El panorama había vuelto a cambiar una vez más ante sus ojos, pero había algunas cosas que se mantenían constantes. Su tercer año había coincidido nuevamente con el de Miyuki.
(No había duda al respecto, entonces, debía de ser una maldición.)
Y otras habían cambiado un poco.
Las reuniones entre ellos ya no eran sólo sobre béisbol, con el tiempo se habían convertido en algo más natural. Y aunque siempre había sido de esa forma, al mismo tiempo era diferente. Casi tres años no habían pasado en vano.
"Kuramochi."
Una voz irritantemente familiar lo llamaba.
"Kuramochi."
Tan molesto.
"Yōichi-kun~"
Una vez hubo abierto sus ojos, de no haber sido por el aturdimiento causado por despertarse de improviso, estaba seguro que habría borrado esa presuntuosa sonrisa del rostro de Miyuki. Frunció el ceño.
"¡Haha! Tú eras el que decía que debíamos terminar este trabajo y vas y te quedas dormido."
"¡Cállate! ¿Por qué no me despertaste?" Yōichi miró el reloj, había pasado una hora.
"¿Acabo de hacerlo, no?" la sonrisa de Miyuki se ensanchó.
¿Qué somos?
"Tch."
La segunda vez que se encontraron, no tuvieron que despedirse tan rápido como la primera. Pero el tiempo cuando se es joven pasa tan rápido como la infancia. Un parpadeo y ya no se es más un niño. Un parpadeo y tres años habían pasado.

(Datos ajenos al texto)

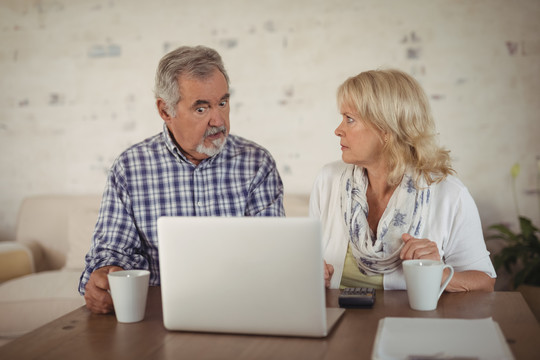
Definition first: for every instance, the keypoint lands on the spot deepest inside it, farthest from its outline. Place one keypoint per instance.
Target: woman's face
(361, 144)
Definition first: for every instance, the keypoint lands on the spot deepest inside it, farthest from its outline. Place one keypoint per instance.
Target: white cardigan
(453, 223)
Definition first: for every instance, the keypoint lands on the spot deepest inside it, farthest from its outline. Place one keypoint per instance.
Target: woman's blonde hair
(394, 103)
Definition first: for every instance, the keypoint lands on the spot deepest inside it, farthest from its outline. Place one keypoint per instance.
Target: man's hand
(328, 272)
(97, 297)
(418, 249)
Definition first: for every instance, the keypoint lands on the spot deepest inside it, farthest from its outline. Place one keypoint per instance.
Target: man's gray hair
(198, 62)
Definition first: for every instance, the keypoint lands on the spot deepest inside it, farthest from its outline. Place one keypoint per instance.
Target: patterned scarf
(405, 213)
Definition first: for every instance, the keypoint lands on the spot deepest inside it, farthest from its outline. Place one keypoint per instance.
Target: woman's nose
(338, 131)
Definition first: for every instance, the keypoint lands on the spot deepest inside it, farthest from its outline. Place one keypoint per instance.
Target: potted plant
(521, 255)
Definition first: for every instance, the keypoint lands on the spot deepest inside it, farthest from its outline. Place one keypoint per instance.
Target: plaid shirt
(153, 179)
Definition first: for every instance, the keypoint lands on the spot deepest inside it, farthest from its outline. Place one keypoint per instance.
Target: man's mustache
(215, 130)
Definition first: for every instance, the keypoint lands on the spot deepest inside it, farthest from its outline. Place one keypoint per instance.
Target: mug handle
(443, 286)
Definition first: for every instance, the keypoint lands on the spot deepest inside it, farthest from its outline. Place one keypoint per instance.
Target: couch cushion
(81, 223)
(15, 260)
(45, 218)
(34, 300)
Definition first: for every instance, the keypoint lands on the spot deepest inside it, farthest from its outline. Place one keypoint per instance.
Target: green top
(352, 277)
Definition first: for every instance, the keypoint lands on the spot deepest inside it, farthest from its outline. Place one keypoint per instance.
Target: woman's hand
(328, 272)
(418, 249)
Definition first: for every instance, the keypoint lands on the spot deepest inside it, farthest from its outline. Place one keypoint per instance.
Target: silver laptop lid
(248, 275)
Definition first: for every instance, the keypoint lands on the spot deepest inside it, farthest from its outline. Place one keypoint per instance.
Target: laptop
(244, 275)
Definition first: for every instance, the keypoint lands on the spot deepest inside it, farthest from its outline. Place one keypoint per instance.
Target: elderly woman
(393, 197)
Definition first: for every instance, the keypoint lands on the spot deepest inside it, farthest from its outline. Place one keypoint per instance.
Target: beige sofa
(40, 269)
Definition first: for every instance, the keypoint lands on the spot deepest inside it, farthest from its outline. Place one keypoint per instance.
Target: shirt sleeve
(465, 248)
(266, 191)
(116, 241)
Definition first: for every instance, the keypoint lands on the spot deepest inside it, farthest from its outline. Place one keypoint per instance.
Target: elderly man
(193, 168)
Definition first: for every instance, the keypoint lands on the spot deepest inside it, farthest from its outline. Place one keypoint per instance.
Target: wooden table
(82, 335)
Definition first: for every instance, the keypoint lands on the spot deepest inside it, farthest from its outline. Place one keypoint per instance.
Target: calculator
(357, 297)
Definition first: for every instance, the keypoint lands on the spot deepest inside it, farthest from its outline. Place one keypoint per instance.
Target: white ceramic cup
(129, 289)
(423, 278)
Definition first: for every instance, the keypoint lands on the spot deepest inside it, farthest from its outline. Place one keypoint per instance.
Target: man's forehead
(207, 89)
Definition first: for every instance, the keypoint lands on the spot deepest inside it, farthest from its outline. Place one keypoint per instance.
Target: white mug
(129, 289)
(423, 279)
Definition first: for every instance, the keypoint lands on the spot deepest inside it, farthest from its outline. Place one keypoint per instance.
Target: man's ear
(163, 110)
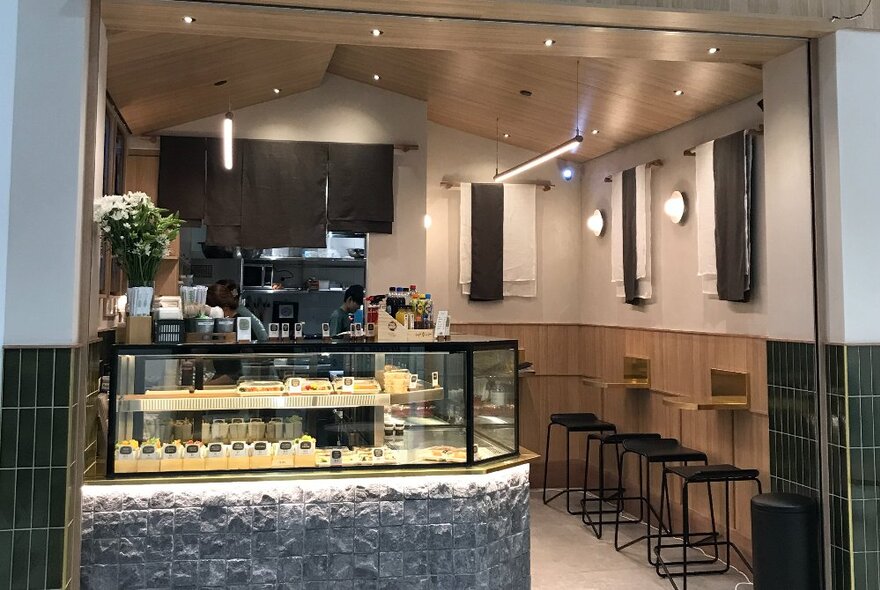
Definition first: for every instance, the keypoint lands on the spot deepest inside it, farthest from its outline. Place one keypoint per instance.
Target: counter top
(457, 342)
(327, 473)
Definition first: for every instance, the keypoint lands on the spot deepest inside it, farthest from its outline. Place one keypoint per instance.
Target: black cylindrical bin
(785, 542)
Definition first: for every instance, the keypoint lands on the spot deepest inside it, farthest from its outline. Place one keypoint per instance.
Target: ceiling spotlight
(596, 223)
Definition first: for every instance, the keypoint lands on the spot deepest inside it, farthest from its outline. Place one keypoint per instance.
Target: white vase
(140, 301)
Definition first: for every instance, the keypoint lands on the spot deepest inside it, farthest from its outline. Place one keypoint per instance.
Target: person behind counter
(351, 302)
(226, 371)
(258, 330)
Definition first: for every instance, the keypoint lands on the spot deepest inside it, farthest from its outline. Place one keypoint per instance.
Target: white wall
(344, 111)
(460, 156)
(43, 258)
(850, 126)
(8, 36)
(788, 198)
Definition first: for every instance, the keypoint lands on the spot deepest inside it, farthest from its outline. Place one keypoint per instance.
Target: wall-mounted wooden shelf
(717, 403)
(729, 391)
(599, 383)
(636, 375)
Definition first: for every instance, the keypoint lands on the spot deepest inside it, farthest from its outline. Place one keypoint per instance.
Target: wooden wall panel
(680, 365)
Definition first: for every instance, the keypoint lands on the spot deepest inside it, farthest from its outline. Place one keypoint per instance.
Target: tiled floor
(565, 554)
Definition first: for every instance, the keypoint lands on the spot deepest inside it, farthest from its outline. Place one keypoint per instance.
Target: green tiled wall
(794, 423)
(854, 462)
(35, 422)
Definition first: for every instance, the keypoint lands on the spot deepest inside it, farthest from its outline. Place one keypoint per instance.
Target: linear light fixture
(227, 141)
(569, 145)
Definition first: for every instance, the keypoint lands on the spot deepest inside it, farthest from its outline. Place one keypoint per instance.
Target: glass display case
(186, 408)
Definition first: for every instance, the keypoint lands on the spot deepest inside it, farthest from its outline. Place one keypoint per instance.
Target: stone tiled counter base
(443, 532)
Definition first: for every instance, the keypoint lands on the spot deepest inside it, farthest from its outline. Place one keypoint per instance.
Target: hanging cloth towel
(723, 183)
(705, 187)
(631, 234)
(518, 248)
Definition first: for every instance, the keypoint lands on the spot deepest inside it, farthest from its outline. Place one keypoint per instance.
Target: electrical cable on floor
(632, 518)
(853, 16)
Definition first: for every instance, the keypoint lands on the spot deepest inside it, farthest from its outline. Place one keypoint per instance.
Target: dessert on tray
(261, 388)
(359, 385)
(310, 386)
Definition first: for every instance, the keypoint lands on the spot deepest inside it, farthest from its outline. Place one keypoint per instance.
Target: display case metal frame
(458, 344)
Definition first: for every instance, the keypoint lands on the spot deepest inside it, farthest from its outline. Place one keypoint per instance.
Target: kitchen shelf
(266, 290)
(142, 403)
(349, 262)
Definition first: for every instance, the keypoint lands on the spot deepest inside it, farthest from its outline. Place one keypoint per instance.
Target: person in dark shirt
(226, 371)
(351, 302)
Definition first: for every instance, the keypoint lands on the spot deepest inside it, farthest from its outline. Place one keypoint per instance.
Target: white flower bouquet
(139, 233)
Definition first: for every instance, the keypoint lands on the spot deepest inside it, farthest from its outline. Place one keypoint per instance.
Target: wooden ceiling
(624, 100)
(161, 72)
(161, 80)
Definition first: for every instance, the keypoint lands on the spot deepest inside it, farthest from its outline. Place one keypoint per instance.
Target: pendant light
(569, 145)
(227, 140)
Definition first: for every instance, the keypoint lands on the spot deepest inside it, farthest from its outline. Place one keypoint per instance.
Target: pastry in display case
(311, 405)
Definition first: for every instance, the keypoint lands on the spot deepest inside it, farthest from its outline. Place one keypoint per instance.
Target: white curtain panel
(705, 206)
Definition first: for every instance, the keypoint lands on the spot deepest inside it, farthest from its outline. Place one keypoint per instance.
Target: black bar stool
(572, 423)
(602, 497)
(698, 474)
(650, 452)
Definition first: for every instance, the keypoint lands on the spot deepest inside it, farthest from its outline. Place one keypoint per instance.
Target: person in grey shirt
(258, 330)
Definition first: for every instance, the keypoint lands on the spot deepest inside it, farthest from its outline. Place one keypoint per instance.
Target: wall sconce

La segunda despedida fue el día de graduación. A una edad en la que los sueños florecen, tímidos, débiles, necesitados de cuidado para no marchitarse al llegar a la adultez.
La segunda despedida estuvo llena de llantos mal contenidos, pero ninguno lloró. Sawamura lo hacía bastante bien por ellos dos.
La segunda despedida no fue realmente una despedida, fue uno más de sus tácitos acuerdos. Un choque de puños como en raras oportunidades y nada más.
Eran cercanos, pero no demasiado.
El detalle del nombre que confundió Yōichi de pequeño fue mi intento de ser ingeniosa, oh.